The FDIC has previously filed a federal income tax return for Carteret FSB for 1995 (as well as other years), which indicates that Carteret FSB allegedly could owe a 1995 federal income tax liability of $32 million, which including interest and penalty thereon, is alleged to be in excess of $139 million.  The FDIC has stated to the United States Court of Federal Claims ("Court of Claims") that the tax amounts are only estimates and are highly contingent.  However, it is possible that the IRS may try to collect the alleged Carteret FSB federal income taxes from the Carteret FSB receivership.  The Company believes the Carteret FSB federal income tax returns filed by the FDIC were improperly filed and are neither accurate nor valid.  Based on the information received to date, if the correct Carteret FSB federal income tax results were included with the Company's originally filed federal income tax returns, the Company, believes that no additional material federal income tax would be owed by the Company, although this cannot be assured because a contrary result is possible, given the uncertainty with various legal and factual assumptions underlying the Company's beliefs.  This assessment included among other items a review of the Carteret FSB federal income tax returns as prepared by the FDIC and the correction of errors originally reported therein, the proper application of federal NOL carryforwards and carrybacks, and the adherence to statute of limitation provisions contained in the Internal Revenue Code, as amended.
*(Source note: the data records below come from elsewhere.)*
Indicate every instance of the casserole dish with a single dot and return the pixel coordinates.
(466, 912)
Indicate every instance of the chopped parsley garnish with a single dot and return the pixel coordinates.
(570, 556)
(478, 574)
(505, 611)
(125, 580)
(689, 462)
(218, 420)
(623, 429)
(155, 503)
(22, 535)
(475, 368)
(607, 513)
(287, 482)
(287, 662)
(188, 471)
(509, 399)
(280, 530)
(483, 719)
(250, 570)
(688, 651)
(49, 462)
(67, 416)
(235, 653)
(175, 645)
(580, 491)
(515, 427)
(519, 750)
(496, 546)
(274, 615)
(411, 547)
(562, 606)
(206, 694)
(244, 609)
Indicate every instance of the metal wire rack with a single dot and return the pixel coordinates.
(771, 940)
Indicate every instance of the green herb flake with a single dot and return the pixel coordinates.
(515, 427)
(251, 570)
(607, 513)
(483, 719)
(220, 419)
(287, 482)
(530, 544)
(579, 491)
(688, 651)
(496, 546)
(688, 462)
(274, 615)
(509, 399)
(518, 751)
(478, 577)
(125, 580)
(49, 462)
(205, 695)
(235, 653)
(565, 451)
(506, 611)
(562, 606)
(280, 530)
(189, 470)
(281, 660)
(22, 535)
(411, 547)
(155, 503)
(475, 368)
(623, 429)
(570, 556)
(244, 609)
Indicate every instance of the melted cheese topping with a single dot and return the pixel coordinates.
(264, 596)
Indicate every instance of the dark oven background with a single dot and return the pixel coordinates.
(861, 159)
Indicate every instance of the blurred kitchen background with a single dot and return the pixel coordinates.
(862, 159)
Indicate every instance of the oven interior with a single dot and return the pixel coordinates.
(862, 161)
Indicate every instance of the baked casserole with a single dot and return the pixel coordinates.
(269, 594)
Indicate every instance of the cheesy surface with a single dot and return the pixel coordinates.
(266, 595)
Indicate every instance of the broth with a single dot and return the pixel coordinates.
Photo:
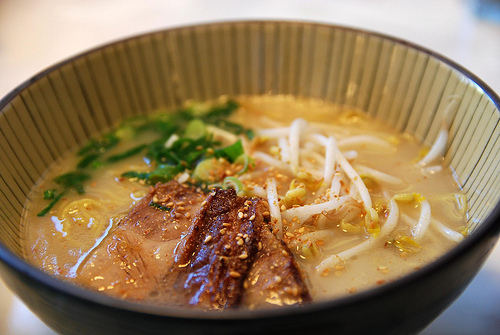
(340, 251)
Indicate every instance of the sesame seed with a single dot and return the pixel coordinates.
(234, 274)
(243, 256)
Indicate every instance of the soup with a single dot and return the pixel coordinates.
(263, 202)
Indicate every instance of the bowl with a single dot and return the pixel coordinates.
(389, 79)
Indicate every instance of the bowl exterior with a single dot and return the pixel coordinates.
(405, 85)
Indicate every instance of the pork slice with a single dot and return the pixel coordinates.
(230, 258)
(216, 255)
(275, 278)
(131, 261)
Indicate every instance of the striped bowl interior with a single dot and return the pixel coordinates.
(389, 79)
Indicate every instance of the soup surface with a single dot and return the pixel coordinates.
(350, 205)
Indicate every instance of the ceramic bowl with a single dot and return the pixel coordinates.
(390, 79)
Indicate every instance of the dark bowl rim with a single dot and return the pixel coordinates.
(489, 228)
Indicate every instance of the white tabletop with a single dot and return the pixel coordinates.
(36, 34)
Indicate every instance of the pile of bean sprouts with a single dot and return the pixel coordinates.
(341, 183)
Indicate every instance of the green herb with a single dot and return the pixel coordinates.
(191, 145)
(49, 194)
(231, 152)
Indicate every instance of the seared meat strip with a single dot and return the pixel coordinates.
(230, 254)
(215, 257)
(132, 260)
(225, 257)
(275, 278)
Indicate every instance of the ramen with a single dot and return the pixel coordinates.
(299, 199)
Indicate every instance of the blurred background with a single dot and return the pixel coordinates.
(35, 34)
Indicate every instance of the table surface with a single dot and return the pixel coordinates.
(36, 34)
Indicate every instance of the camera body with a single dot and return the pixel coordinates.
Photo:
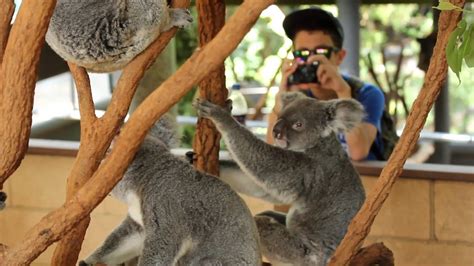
(304, 74)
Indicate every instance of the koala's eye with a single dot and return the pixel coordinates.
(298, 126)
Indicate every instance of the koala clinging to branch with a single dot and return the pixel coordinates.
(309, 170)
(177, 215)
(104, 35)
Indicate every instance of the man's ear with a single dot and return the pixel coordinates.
(343, 115)
(289, 97)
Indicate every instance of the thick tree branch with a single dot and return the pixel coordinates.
(6, 14)
(97, 134)
(55, 224)
(18, 79)
(434, 78)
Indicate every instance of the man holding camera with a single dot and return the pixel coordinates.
(317, 48)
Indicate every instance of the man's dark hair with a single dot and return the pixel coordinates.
(312, 19)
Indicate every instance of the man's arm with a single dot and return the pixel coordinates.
(359, 140)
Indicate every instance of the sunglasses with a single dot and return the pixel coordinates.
(303, 54)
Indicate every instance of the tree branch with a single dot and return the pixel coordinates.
(206, 138)
(84, 92)
(435, 77)
(17, 81)
(6, 14)
(55, 224)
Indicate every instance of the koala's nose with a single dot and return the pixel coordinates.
(279, 130)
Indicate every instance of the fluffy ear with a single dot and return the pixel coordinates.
(289, 97)
(343, 115)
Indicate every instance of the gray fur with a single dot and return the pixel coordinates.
(104, 35)
(312, 173)
(181, 216)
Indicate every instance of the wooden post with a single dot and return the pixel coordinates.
(18, 79)
(6, 14)
(54, 225)
(434, 78)
(207, 138)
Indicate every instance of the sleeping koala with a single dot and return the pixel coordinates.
(177, 215)
(309, 170)
(104, 35)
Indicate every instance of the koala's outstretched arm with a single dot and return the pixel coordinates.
(282, 246)
(270, 167)
(123, 244)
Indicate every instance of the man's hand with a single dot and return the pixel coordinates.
(330, 78)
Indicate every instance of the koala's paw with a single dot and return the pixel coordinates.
(207, 109)
(83, 263)
(180, 17)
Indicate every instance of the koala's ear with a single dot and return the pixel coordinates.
(343, 115)
(289, 97)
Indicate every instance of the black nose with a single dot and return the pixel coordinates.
(279, 129)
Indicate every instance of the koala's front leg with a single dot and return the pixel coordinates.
(281, 246)
(270, 167)
(123, 244)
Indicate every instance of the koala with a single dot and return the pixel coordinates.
(308, 168)
(176, 214)
(104, 35)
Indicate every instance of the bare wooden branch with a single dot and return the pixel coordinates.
(6, 14)
(55, 224)
(375, 254)
(96, 135)
(84, 92)
(18, 79)
(206, 138)
(435, 77)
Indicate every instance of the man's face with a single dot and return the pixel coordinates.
(310, 40)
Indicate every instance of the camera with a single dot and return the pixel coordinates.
(304, 74)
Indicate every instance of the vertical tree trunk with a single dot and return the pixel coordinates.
(17, 81)
(207, 138)
(6, 14)
(434, 78)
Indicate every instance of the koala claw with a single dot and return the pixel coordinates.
(83, 263)
(180, 18)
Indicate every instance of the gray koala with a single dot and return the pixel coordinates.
(104, 35)
(177, 215)
(309, 170)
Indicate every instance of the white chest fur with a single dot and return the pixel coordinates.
(134, 208)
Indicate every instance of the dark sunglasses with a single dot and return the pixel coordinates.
(303, 54)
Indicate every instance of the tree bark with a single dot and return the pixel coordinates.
(207, 138)
(375, 254)
(6, 14)
(434, 78)
(17, 81)
(54, 225)
(97, 134)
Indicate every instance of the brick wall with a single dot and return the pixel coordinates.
(423, 222)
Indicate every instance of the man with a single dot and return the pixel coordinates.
(317, 37)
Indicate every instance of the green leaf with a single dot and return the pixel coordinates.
(469, 52)
(454, 54)
(446, 5)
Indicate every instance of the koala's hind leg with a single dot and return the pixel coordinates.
(282, 247)
(123, 244)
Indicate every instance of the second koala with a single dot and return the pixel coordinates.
(104, 35)
(309, 170)
(177, 215)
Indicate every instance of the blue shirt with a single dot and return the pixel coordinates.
(373, 100)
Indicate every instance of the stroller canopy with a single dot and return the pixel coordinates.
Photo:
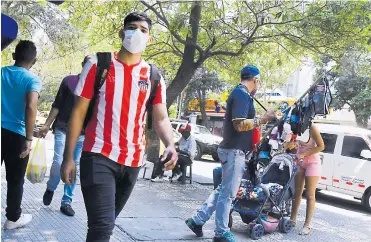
(279, 170)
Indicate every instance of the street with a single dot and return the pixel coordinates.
(156, 212)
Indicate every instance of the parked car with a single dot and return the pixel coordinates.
(207, 143)
(346, 161)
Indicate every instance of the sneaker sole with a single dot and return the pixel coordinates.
(198, 235)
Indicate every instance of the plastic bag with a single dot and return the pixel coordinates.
(37, 164)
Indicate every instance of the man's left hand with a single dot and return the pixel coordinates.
(170, 151)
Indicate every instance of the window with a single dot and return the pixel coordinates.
(353, 146)
(330, 142)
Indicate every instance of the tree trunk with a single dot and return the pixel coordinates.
(185, 73)
(201, 98)
(188, 66)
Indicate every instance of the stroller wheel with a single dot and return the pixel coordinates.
(285, 225)
(257, 231)
(230, 223)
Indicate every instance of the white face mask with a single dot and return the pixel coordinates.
(135, 41)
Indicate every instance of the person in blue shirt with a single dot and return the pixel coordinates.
(19, 95)
(239, 123)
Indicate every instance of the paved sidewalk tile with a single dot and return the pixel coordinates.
(156, 212)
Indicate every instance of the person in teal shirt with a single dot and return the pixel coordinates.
(19, 95)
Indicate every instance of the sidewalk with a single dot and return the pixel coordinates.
(156, 212)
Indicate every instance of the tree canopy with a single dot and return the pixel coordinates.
(187, 35)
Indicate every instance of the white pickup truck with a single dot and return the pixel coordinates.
(346, 161)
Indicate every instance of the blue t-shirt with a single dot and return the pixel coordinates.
(15, 83)
(239, 106)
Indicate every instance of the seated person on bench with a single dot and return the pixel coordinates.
(186, 148)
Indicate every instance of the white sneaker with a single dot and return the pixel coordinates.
(22, 221)
(176, 177)
(157, 179)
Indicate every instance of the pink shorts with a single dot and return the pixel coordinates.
(311, 166)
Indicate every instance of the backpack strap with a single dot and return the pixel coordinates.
(103, 66)
(155, 78)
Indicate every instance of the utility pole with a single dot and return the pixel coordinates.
(180, 102)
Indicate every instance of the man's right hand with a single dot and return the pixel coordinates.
(26, 150)
(68, 171)
(268, 116)
(43, 131)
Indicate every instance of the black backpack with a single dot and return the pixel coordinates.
(103, 66)
(321, 98)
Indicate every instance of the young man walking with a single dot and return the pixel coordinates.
(19, 95)
(113, 147)
(59, 116)
(239, 123)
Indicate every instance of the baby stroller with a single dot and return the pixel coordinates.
(260, 206)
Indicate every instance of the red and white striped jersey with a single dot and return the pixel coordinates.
(116, 127)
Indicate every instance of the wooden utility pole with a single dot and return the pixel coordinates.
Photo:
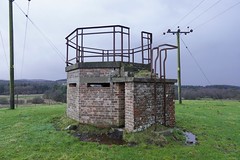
(178, 32)
(12, 103)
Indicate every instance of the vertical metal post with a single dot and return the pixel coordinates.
(121, 44)
(179, 70)
(12, 103)
(114, 47)
(82, 49)
(77, 48)
(128, 44)
(178, 32)
(142, 47)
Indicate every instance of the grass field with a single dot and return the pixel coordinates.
(28, 133)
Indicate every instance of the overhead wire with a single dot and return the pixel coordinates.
(189, 12)
(219, 14)
(60, 54)
(200, 68)
(25, 37)
(195, 60)
(4, 50)
(195, 18)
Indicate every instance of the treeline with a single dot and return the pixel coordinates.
(55, 90)
(211, 92)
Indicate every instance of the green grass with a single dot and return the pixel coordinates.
(28, 133)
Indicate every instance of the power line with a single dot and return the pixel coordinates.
(189, 12)
(200, 68)
(25, 36)
(221, 13)
(45, 37)
(204, 12)
(4, 50)
(195, 60)
(178, 32)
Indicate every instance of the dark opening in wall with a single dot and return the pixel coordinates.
(72, 84)
(98, 85)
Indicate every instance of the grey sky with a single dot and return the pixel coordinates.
(214, 44)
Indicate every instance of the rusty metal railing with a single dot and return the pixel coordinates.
(118, 49)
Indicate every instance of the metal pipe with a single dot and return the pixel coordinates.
(82, 48)
(114, 41)
(11, 42)
(122, 44)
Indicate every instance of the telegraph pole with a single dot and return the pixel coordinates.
(12, 103)
(178, 33)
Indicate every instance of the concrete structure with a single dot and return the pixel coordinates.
(120, 93)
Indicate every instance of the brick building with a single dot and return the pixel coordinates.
(118, 86)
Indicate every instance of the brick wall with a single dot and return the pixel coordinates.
(129, 102)
(140, 109)
(73, 95)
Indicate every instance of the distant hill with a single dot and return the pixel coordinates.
(213, 92)
(30, 86)
(40, 86)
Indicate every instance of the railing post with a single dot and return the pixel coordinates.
(122, 44)
(77, 50)
(114, 40)
(67, 50)
(82, 49)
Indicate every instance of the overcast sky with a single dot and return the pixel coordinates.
(214, 42)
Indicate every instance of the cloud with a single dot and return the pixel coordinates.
(214, 44)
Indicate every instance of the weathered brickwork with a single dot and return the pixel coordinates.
(143, 109)
(73, 95)
(112, 97)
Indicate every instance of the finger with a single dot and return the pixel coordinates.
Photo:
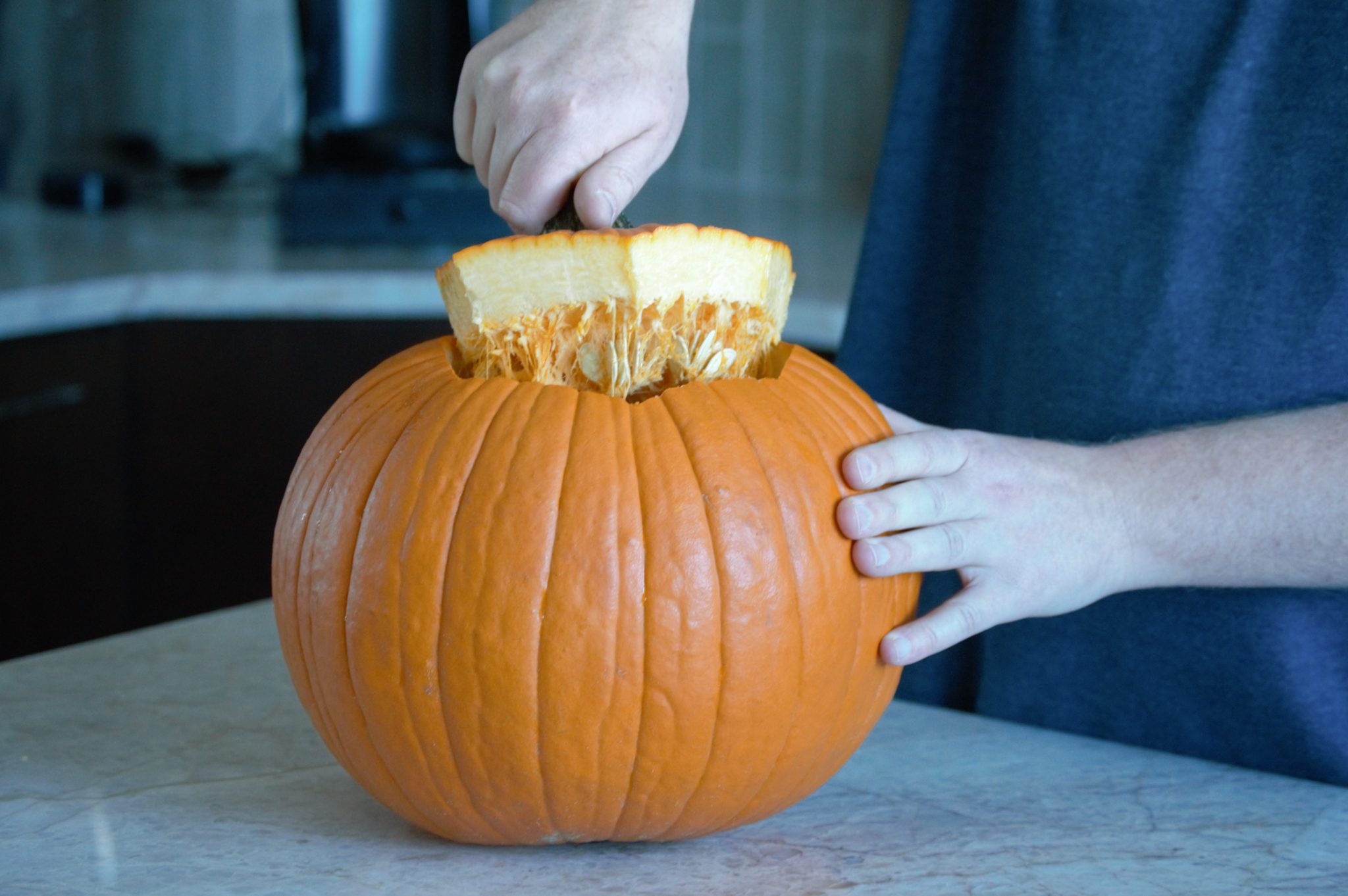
(537, 185)
(465, 109)
(506, 149)
(606, 189)
(927, 550)
(901, 422)
(932, 452)
(908, 506)
(960, 618)
(484, 135)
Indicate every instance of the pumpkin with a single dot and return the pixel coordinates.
(532, 592)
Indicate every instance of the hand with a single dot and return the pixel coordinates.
(1033, 527)
(575, 93)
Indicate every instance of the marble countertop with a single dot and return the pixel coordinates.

As explained above, although the Company does not believe that Carteret FSB or the Company will have a material federal income tax liability related to Carteret FSB for tax year 1995 (or any other tax year), the Company can give no assurances of the final amounts, if any, of federal income taxes owed by the Carteret FSB receivership or by the Company as a result of the Carteret FSB receivership operations.  The Company believes that the Settlement Agreement, tax regulations and tax positions on the Company's tax returns as filed, would preclude additional tax owed resulting from the Carteret FSB receivership.  The Company is pursuing the Carryback Claims, as further described above, which could have an impact on the analysis of the prior year tax information.  The discussion of the Carteret FSB federal income tax results is intended to provide details as to the potential inter-relationship of the Carteret FSB federal income tax returns with the Company's federal income tax positions.  It is not a reflection of any federal income tax liability of the Company arising from the Carteret receivership operations.